I bought an OEM of Vista back in the day and installed it on a system, then a few months later I got a new system. I used the same copy (and DID retire the old one, recycled parts for the new one) and the new system would not activate. But I just called the Microsoft number that they give you when it fails, I got a number to type in and then my new system was activated. So, even though you probably aren't supposed to shift motherboards with an OEM copy, in reality you can.
I cooked a BIOS and had to replace a mobo. There was an OEM copy of XP Media Center installed.
Upon replacing the board, and firing up the machine, I received this message, "the BIOS update was not successful". No s***, I muttered to myself ,as Windows then told me I had 3 days to reactivate.

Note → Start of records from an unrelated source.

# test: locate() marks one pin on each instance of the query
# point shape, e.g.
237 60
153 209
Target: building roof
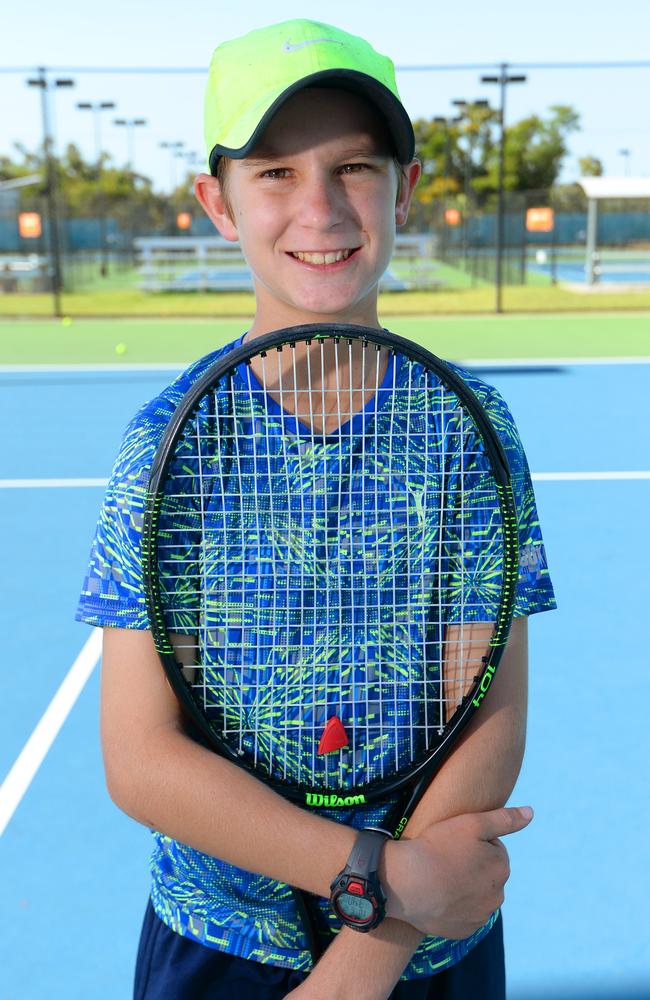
615 187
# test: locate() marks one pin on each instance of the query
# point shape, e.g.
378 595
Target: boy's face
321 180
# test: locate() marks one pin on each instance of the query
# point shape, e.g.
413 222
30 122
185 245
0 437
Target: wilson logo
484 686
333 801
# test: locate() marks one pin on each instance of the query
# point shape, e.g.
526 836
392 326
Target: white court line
596 476
31 757
578 476
177 366
32 484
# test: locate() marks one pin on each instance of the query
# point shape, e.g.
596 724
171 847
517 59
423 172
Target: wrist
393 874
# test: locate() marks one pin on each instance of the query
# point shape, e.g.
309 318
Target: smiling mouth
324 257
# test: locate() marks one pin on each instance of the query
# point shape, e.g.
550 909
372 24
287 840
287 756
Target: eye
355 167
274 172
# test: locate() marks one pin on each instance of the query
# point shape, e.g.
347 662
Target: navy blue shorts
172 967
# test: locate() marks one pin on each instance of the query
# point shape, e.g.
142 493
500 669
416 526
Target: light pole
503 80
131 124
446 124
626 153
173 148
97 107
468 111
50 174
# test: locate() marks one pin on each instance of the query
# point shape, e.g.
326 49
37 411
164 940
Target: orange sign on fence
29 225
540 220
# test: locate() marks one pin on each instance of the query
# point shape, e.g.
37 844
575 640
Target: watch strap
365 855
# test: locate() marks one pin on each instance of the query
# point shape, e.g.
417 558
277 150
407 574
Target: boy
311 159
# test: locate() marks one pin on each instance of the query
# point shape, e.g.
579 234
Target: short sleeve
112 592
534 588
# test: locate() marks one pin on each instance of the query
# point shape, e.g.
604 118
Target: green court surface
129 341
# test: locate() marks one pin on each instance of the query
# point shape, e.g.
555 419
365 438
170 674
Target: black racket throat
328 597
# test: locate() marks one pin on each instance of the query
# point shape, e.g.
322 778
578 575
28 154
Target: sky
74 37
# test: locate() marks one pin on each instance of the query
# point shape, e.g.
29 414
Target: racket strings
332 566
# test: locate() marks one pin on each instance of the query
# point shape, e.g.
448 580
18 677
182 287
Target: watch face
354 907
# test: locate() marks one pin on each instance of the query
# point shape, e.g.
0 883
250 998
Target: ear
412 173
208 192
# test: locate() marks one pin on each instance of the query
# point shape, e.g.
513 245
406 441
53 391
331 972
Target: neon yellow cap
251 77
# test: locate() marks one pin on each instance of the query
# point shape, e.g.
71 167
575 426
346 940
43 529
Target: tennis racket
330 561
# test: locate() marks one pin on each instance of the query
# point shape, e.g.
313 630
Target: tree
590 166
534 150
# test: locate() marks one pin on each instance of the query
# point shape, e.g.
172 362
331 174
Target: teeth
323 258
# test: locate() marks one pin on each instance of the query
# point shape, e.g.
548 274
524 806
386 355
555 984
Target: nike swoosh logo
288 47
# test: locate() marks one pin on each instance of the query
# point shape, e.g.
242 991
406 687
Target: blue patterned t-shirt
196 895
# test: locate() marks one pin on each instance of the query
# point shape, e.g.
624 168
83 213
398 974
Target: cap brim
399 123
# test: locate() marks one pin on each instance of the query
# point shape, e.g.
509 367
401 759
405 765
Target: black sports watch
356 896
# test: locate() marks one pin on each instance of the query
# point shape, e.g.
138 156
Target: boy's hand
449 879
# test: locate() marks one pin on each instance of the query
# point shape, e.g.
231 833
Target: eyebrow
255 159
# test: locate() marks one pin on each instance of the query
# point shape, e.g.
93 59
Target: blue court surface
73 869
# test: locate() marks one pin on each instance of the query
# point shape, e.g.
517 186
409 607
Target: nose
321 201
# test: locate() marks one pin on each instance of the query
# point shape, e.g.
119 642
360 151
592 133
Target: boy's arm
479 775
165 780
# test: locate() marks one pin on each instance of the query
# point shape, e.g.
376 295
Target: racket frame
418 778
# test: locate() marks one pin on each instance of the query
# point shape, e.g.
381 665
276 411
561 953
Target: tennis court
73 869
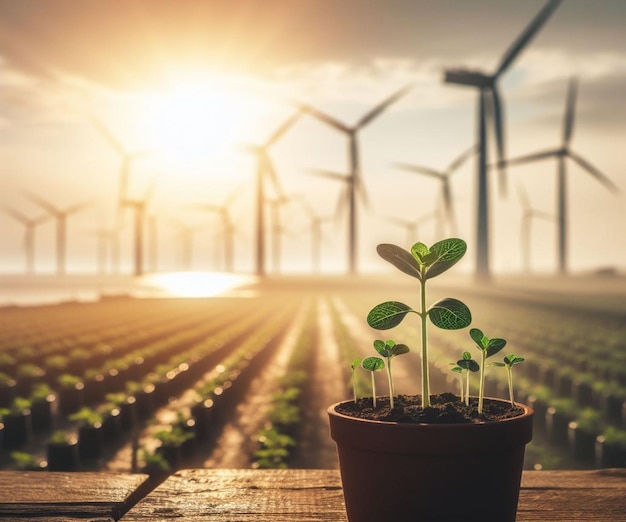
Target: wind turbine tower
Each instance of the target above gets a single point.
(490, 112)
(354, 177)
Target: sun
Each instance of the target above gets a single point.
(194, 118)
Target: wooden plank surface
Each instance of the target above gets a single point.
(51, 496)
(315, 495)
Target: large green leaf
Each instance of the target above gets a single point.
(443, 255)
(450, 314)
(387, 315)
(494, 346)
(373, 364)
(479, 338)
(399, 258)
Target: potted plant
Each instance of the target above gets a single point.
(430, 457)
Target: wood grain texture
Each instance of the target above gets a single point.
(315, 495)
(51, 496)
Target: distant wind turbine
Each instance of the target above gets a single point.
(355, 183)
(228, 227)
(446, 193)
(561, 154)
(126, 159)
(186, 233)
(61, 216)
(264, 169)
(529, 213)
(411, 227)
(29, 235)
(490, 111)
(277, 228)
(139, 207)
(315, 231)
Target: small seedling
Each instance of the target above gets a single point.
(355, 364)
(373, 364)
(487, 347)
(466, 365)
(389, 349)
(510, 361)
(423, 263)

At any rate, Windows assigns points to hardware, and measures those points against time. Replace too many points, in too short a time, and it deactivates. As you might suspect, a motherboard is a lot of points, but so is the LAN card. Since they both go when you change the board, it makes sense that the current activation would fail.
But, it also debunks the urban legend, that you can't change the board with an OEM copy of Windows.
It has to be said, very much in M$'s favor, that they hold to a very liberal interpretation of their own builder's license, which is very much in our favor.
Early manufacturer installed OEM XP copies, such as the copy in my 6 year old Emachine however, were held to a more stringent standard. I'm pretty sure that if the mobo decides to call it quits, then that copy of XP dies right along with it.
This mostly is because that the "copy of Windows", is in reality, only a disc image, plus the board BIOS is bound to it.
Raybay claims that later Emachine restore discs have been used to successfully install Windows to machines with different boards. He called this a "mistake". (Yet he apparently will do it nonetheless).